What actually works for an adult expat
Adults have advantages children do not: you can read, you understand grammar concepts, and you can study deliberately. Lean into that:
- Make watching active. Do not just watch. Turn on Dutch subtitles, pause, repeat lines out loud (this is called shadowing), and note words you keep hearing.
- Learn situation-based phrases. The fastest progress comes from the Dutch you will use this week, cafés, housing, the gemeente, not cartoon vocabulary.
- Speak from day one. Production is a separate skill from comprehension; you build it only by talking, even clumsily.
This is the same argument we make in why gamified language apps fail for real Dutch life and the realistic guide to learning Dutch as an expat: input is necessary but not sufficient.
How to use Dutch TV well
If you enjoy watching, make it count. Start with NOS Jeugdjournaal or simple shows on the public broadcaster NPO. Watch a short clip twice: once for the gist, once pausing to shadow lines out loud. Keep a running list of the five most useful words you heard and actually use them the next day. Ten focused minutes beats an hour of zoning out.
A better daily routine
A realistic adult routine looks like this: five minutes of situation-based phrases in the morning, one of those phrases used in real life during the day, and ten minutes of active listening (a Jeugdjournaal clip with shadowing) in the evening. That mix builds comprehension and production together, which cartoons alone never will. For where to begin, see how to start learning Dutch from zero, and to fix the sounds you will hear, the guide to the Dutch g.
What about music, podcasts, and reading?
Television is only one kind of input, and variety keeps you going. Dutch music on a streaming service, with the lyrics open, trains your ear for connected speech. Beginner-friendly podcasts and slow-news formats give you Dutch at a manageable pace on your commute. Graded readers (books written for learners) and simple sites like the kids’ news let you read at your level without reaching for a dictionary every line. The principle is the same as with TV: make it active. Look up the words you keep meeting, say lines out loud, and tie what you learn back to situations you actually live through.
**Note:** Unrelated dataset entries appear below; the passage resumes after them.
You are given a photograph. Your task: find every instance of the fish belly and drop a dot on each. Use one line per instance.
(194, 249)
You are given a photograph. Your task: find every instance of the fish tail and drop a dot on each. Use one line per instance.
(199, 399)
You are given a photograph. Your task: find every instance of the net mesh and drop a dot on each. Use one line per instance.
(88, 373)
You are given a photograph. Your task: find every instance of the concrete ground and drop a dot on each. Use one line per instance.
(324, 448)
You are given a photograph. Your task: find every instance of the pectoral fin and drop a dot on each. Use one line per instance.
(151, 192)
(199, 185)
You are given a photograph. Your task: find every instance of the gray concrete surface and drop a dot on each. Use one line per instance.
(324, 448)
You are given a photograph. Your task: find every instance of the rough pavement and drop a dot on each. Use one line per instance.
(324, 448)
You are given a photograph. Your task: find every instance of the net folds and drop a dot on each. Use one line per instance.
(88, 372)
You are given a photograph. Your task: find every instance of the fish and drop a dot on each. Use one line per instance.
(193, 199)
A mix of short daily input across formats beats one long, passive session in front of cartoons.
One of the best free options is the children’s news: see does listening to NOS Jeugdjournaal help pronunciation?.
Learn it in five minutes a day
Learn Dutch For Expats is an app, available on the App Store, that turns real daily situations into short, five-minute lessons with audio, built for expats in the Netherlands and Dutch-speaking Belgium.
Frequently asked questions
Can you learn Dutch by watching cartoons?
You can improve your listening and pronunciation, because Dutch kids’ shows are slow and clear, but passive watching alone is a slow way for an adult to learn to speak. It works best as active practice (subtitles, shadowing) combined with situation-based phrases and real speaking.
What is the best Dutch TV for learning?
NOS Jeugdjournaal (the children’s news) is one of the best free options: real Dutch spoken slowly and clearly. Simple shows on NPO also work. Watch short clips actively, pausing to repeat lines out loud, rather than watching passively.
Why is watching TV alone not enough to learn Dutch?
Because comprehension and speaking are different skills. Watching builds listening, but you only build the ability to speak by producing language yourself. Adults need to add speaking practice and situation-based phrases to turn input into real conversation.
What is shadowing in language learning?
Shadowing means repeating what a speaker says out loud, almost in real time, copying their rhythm and pronunciation. It turns passive watching into active practice and is one of the most effective ways to use Dutch TV or audio.